A DNS Record maps a hostname to an IP address (or other values). For PSC endpoints, this is typically an A record mapping a friendly name (e.g., octopus.lab.psc.internal) to the PSC endpoint’s reserved internal IP (e.g., 10.36.200.x). Created via google_dns_record_set in Terraform, referencing the managed zone and the compute address resource. TTL controls caching duration.

Forwarding Rule (PSC Endpoint)

A Forwarding Rule in the PSC context is NOT about DNS — it is a network traffic routing rule. It tells GCP: “When traffic arrives at this IP, forward it to this destination.” For PSC, the destination is a Service Attachment in another project. The forwarding rule has load_balancing_scheme = "" (empty) to distinguish it from a load balancer forwarding rule.

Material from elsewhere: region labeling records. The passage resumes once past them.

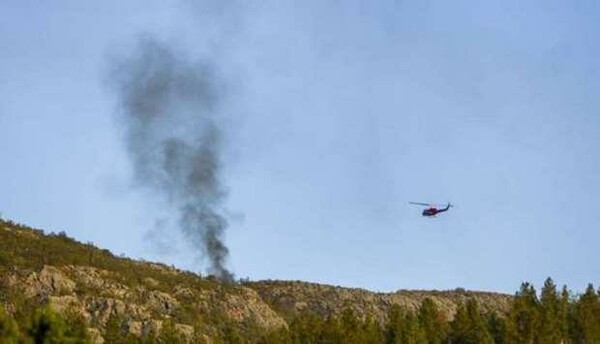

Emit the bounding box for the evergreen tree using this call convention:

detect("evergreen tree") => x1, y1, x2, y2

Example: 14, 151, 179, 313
27, 306, 67, 344
450, 299, 494, 344
386, 305, 427, 344
506, 282, 540, 344
487, 313, 506, 344
535, 277, 562, 344
0, 306, 19, 344
418, 298, 446, 344
558, 285, 574, 344
575, 284, 600, 343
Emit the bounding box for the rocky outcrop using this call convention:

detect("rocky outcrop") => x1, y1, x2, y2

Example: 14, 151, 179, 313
1, 265, 286, 342
246, 281, 512, 324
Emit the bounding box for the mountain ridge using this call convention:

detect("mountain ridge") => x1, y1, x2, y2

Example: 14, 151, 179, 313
0, 220, 512, 343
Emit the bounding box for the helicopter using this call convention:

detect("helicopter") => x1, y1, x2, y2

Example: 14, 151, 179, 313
408, 202, 452, 217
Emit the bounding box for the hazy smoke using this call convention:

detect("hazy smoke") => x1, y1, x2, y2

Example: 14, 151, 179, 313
112, 38, 233, 280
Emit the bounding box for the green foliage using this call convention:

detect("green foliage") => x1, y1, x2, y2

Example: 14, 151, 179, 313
507, 283, 540, 343
0, 220, 600, 344
0, 307, 19, 344
574, 284, 600, 343
535, 278, 562, 343
27, 306, 90, 344
450, 299, 494, 344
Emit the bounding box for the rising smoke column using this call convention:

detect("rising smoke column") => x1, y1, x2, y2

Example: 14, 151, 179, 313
111, 37, 233, 280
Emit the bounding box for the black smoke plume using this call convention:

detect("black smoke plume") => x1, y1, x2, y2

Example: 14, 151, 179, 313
111, 37, 233, 280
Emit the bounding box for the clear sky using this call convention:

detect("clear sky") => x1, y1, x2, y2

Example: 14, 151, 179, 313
0, 0, 600, 293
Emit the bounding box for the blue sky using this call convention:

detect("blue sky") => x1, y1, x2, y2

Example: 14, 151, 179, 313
0, 0, 600, 293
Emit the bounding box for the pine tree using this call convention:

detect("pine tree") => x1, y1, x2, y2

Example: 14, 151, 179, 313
558, 285, 574, 344
27, 306, 67, 344
535, 277, 562, 344
0, 306, 19, 344
574, 284, 600, 343
506, 282, 540, 344
418, 298, 446, 344
450, 299, 494, 344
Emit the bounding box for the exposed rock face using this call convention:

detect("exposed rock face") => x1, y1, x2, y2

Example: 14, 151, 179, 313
1, 265, 286, 342
247, 281, 512, 323
0, 220, 511, 343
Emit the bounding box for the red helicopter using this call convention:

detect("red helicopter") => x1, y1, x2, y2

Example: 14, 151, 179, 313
408, 202, 452, 217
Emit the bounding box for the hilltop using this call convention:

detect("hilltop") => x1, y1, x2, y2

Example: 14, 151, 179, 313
0, 220, 580, 343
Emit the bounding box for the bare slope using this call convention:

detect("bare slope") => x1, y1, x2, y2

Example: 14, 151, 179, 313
0, 220, 511, 341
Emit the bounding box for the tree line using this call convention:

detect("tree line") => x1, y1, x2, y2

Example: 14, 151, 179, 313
260, 278, 600, 344
0, 278, 600, 344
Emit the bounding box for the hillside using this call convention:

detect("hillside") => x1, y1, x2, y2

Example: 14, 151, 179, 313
0, 220, 528, 343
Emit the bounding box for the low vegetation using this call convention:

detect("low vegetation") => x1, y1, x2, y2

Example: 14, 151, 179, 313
0, 220, 600, 344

The forwarding rule is created with google_compute_forwarding_rule, specifying the reserved IP (ip_address), the target Service Attachment, and the subnet the endpoint lives in.

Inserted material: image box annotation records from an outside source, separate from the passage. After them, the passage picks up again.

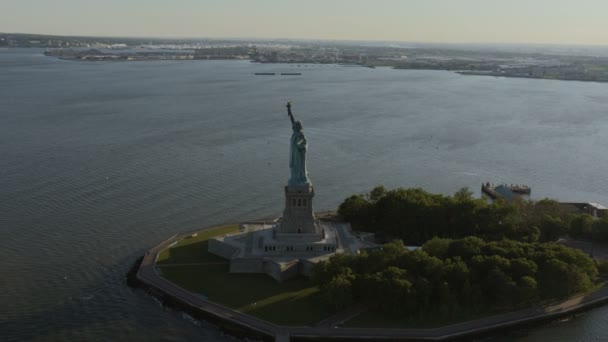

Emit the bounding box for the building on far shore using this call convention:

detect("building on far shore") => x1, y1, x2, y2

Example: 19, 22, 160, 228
208, 103, 376, 281
559, 202, 608, 217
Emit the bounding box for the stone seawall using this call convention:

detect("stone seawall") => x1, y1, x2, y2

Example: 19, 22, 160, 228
127, 223, 608, 341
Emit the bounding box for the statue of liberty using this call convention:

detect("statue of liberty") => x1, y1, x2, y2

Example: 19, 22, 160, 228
287, 101, 310, 186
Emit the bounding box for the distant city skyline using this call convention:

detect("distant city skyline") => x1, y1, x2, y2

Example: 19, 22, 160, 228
0, 0, 608, 45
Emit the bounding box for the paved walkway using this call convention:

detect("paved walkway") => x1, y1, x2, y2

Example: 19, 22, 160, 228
137, 223, 608, 341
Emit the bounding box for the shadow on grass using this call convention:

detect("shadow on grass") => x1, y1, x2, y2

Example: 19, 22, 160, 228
159, 264, 331, 325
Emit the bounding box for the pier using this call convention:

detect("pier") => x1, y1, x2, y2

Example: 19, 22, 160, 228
481, 182, 532, 201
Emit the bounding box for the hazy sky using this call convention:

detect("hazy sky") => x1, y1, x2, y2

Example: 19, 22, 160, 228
0, 0, 608, 45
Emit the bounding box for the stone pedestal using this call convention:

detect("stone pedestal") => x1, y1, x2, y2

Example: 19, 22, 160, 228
277, 185, 323, 241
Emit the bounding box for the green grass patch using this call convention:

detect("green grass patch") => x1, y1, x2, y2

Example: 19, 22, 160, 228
156, 226, 332, 325
156, 225, 239, 265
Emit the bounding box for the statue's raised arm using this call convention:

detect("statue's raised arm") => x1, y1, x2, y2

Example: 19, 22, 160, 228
287, 101, 296, 126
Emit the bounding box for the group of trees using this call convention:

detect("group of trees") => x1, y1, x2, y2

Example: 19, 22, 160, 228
338, 186, 608, 245
312, 237, 598, 319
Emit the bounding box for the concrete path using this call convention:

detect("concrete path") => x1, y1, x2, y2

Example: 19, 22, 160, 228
137, 224, 608, 341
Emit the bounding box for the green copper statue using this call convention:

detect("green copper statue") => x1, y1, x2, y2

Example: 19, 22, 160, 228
287, 101, 310, 186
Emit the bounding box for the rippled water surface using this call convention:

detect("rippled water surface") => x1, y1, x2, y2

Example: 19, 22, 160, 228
0, 49, 608, 341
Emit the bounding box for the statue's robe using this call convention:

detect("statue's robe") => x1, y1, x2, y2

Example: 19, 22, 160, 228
289, 129, 310, 185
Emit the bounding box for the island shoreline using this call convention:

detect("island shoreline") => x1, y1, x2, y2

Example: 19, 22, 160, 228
127, 224, 608, 341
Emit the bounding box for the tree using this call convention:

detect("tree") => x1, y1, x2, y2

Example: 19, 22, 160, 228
324, 274, 354, 310
568, 214, 593, 239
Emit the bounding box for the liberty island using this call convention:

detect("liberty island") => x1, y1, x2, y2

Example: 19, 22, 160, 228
129, 102, 608, 341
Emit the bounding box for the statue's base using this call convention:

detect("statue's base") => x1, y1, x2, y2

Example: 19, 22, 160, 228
277, 184, 323, 241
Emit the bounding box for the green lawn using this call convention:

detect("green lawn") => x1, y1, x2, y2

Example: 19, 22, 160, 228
157, 226, 331, 325
156, 225, 239, 265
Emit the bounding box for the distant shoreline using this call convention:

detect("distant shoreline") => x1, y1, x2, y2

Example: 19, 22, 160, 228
43, 49, 608, 83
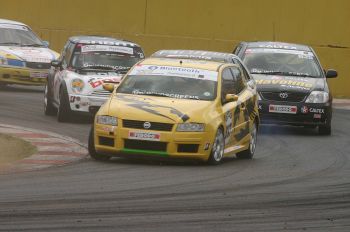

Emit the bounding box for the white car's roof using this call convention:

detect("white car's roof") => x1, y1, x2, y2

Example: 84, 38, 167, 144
0, 19, 27, 26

How They Work Together (Complete Flow)

The three components form a chain connected by the same IP address (Compute Address resource):

  1. Application calls curl https://octopus.lab.psc.internal/api
  2. DNS Resolution: The query hits the private DNS zone psc.internal, finds the A record for octopus.lab.psc.internal, returns IP 10.36.200.x
  3. Network Connection: App connects to 10.36.200.x
  4. Forwarding Rule: GCP sees traffic arriving at 10.36.200.x, the forwarding rule routes it to the target Service Attachment (octopus-server-psc in the provider project)
  5. PSC Tunnel: Traffic is delivered to the provider’s service through the Private Service Connect tunnel

The DNS record and forwarding rule are linked by the same Compute Address resource — the DNS record resolves to the IP, and the forwarding rule routes traffic arriving at that IP.

Summary Table

ComponentWhat It IsWhat It Does
DNS ZoneContainer for DNS recordsDefines psc.internal namespace, controls visibility
DNS RecordHostname IP mappingoctopus.lab.psc.internal 10.36.200.x
Compute AddressReserved internal IPAllocates 10.36.200.x for PSC endpoint
Forwarding RuleTraffic routing ruleRoutes 10.36.200.x Octopus Service Attachment
Service AttachmentPSC publisherExposes Octopus service for PSC consumers

Quick Reference

curl octopus.lab.psc.internal
    |
    v
DNS Zone (psc.internal, private)
    | A record lookup
    v
10.36.200.x (Compute Address)
    |
    v
Forwarding Rule (load_balancing_scheme = "")
    | target = Service Attachment
    v
PSC tunnel --> Octopus Lab server (provider project)
Terraform resource chain:

google_dns_managed_zone (psc.internal, private)
    |
google_dns_record_set (octopus.lab.psc.internal --> IP)
    |                                                 \
    |                                          uses same IP
    |                                                 /
google_compute_address (10.36.200.x)
    |
google_compute_forwarding_rule (IP --> Service Attachment)

Key Takeaways

  • Private DNS zones are only visible to VPCs listed in private_visibility_config — not the public internet, not other VPCs.
  • A PSC forwarding rule uses load_balancing_scheme = "" to distinguish it from a regular load balancer forwarding rule.
  • The DNS record and forwarding rule are connected by the same Compute Address resource (the reserved IP).
  • This pattern enables cross-project service access via Private Service Connect without VPC peering.
  • The forwarding rule is about network traffic routing, NOT DNS forwarding — these are different concepts despite similar names.